Каждому свое - Валентин Пикуль
Шрифт:
Интервал:
— Но пусть волк только не лезет в русскую псарню — тут ему и конец! Останется одна изгрызенная шкура…
Узнав, что Коленкур помещен Александром в прекрасном дворце, Наполеон купил для Толстого особняк-развалюху, расхваставшись, что истратил на него миллион. Это было вранье. Толстой доплатил из своего кармана 40000 франков на ремонт трущобы и то с трудом выкроил себе комнатенку, служившую ему кабинетом и спальней. Сознательно унижая посла России, император, кажется, надеялся поскорее от него избавиться: Толстой большое значение придавал событиям в Испании, где народная война — гверилья! — уже подсказывала ему, генералу суворовской выучки, верное решение будущего поединка. Он плевать хотел на развод Наполеона с Жозефиной, зато всегда сатанел при мысли, что корсиканский «выскочка» метит в женихи Екатерины Павловны Романовой.
— Гангрена расползается, — говорил Толстой. — А что можно ожидать от антихриста, который после Тильзита был переименован в «нашего доброго брата Наполеона»?..
Венский посол Меттерних доказывал Толстому, что Тильзитским миром Россия оказала плохую услугу Габсбургам:
— Мы теперь должны быть готовы к войне, но уже без вас, без ваших услуг. И у нас, поверьте, достаточно сил.

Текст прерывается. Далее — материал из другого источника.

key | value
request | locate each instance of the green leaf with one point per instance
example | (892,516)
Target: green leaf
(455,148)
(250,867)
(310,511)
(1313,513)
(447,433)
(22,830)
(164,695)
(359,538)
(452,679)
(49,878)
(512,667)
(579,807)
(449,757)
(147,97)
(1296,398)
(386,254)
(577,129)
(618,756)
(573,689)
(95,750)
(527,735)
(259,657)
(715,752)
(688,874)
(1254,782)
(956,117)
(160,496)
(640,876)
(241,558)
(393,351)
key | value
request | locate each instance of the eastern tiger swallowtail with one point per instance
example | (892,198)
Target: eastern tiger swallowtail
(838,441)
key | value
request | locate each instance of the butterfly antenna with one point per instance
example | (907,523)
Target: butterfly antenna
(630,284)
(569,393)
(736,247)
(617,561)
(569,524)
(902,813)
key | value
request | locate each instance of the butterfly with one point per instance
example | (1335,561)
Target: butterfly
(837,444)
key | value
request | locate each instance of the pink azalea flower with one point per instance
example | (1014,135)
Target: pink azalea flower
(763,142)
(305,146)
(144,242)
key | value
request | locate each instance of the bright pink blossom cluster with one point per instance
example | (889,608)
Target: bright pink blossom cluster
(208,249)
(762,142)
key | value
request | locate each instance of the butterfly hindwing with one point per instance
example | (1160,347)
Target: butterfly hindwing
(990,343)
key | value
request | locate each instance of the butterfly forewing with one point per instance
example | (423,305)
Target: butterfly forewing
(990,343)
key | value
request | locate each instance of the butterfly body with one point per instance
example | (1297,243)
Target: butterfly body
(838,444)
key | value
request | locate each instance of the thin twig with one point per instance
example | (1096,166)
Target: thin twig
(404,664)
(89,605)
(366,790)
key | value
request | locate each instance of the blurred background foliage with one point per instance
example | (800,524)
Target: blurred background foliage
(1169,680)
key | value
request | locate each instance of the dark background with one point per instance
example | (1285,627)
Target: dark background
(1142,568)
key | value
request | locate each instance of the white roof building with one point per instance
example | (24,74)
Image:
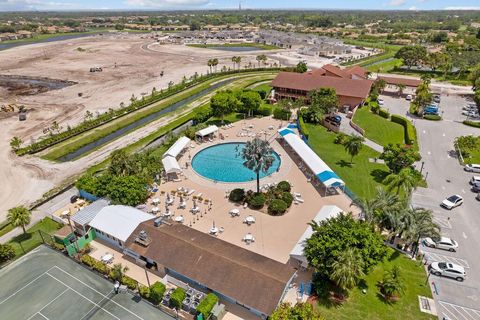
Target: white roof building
(325,213)
(118,222)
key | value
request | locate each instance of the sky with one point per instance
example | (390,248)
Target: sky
(69,5)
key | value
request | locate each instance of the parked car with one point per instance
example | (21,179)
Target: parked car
(452,202)
(474,180)
(448,269)
(472,168)
(444,243)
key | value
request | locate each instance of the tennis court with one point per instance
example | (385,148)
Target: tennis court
(47,285)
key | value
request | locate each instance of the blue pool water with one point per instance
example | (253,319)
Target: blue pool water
(223,163)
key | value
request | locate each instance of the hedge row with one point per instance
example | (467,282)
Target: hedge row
(303,128)
(410,135)
(116,113)
(475,124)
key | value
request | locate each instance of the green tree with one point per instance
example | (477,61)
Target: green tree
(258,156)
(398,157)
(301,67)
(7,252)
(118,271)
(300,311)
(16,143)
(347,269)
(411,55)
(405,179)
(335,235)
(353,146)
(19,217)
(223,103)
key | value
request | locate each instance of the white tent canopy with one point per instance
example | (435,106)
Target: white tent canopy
(177,147)
(170,164)
(325,213)
(208,130)
(311,159)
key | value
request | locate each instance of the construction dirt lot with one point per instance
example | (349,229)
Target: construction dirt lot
(131,64)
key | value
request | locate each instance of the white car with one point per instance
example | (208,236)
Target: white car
(472,168)
(448,269)
(444,243)
(452,202)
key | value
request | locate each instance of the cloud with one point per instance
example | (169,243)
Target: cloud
(397,3)
(166,3)
(462,8)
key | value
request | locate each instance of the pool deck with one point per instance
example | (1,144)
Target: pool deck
(275,236)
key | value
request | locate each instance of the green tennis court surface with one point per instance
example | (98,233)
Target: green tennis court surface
(47,285)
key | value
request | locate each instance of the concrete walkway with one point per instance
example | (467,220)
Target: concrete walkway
(346,128)
(45,210)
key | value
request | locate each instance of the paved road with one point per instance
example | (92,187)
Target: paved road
(446,177)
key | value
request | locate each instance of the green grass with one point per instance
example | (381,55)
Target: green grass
(32,238)
(70,145)
(371,306)
(363,176)
(254,45)
(378,129)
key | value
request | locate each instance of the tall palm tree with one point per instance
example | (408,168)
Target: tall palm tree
(258,156)
(353,146)
(19,217)
(347,268)
(404,179)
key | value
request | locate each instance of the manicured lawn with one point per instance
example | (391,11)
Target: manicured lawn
(371,306)
(363,176)
(379,129)
(32,238)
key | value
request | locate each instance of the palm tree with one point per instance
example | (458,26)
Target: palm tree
(404,179)
(15,143)
(353,146)
(19,217)
(258,156)
(347,269)
(118,271)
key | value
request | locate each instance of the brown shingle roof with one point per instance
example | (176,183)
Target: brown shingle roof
(406,81)
(309,81)
(251,279)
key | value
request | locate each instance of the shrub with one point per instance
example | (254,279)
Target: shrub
(408,128)
(383,113)
(475,124)
(7,252)
(257,201)
(277,207)
(129,282)
(281,114)
(284,186)
(433,117)
(303,128)
(157,290)
(177,297)
(264,110)
(340,138)
(237,195)
(144,291)
(287,197)
(207,304)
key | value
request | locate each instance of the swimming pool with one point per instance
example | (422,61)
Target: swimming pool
(223,163)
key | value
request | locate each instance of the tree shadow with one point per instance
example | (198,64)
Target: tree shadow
(379,175)
(343,163)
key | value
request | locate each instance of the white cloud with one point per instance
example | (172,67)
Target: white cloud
(396,3)
(462,8)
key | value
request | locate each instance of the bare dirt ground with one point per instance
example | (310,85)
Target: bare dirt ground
(138,66)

На пальце Меттерниха красовался вульгарный перстень, сплетенный из волос Каролины Бонапарт, жены Мюрата, — она была его любовницей, что выводило Наполеона из себя.
— Вы будете разбиты, — отвечал Толстой. — Без нашей армии вас растопчут… Наполеон вас бил и будет бить!
— Позвольте, но пример Испании…
— А вы не испанцы! — огрызнулся Толстой.
Из Парижа он надоедал Александру постоянными призывами крепить армию. «Еще есть время…» — заклинал он царя. Наполеон не терпел Толстого и по той причине, что уже понял: он разгадан Толстым, Толстой проник в его планы, этот внешне грубый солдат, вроде одухотворенной Кассандры, пророчески предвидел ДВЕНАДЦАТЫЙ ГОД…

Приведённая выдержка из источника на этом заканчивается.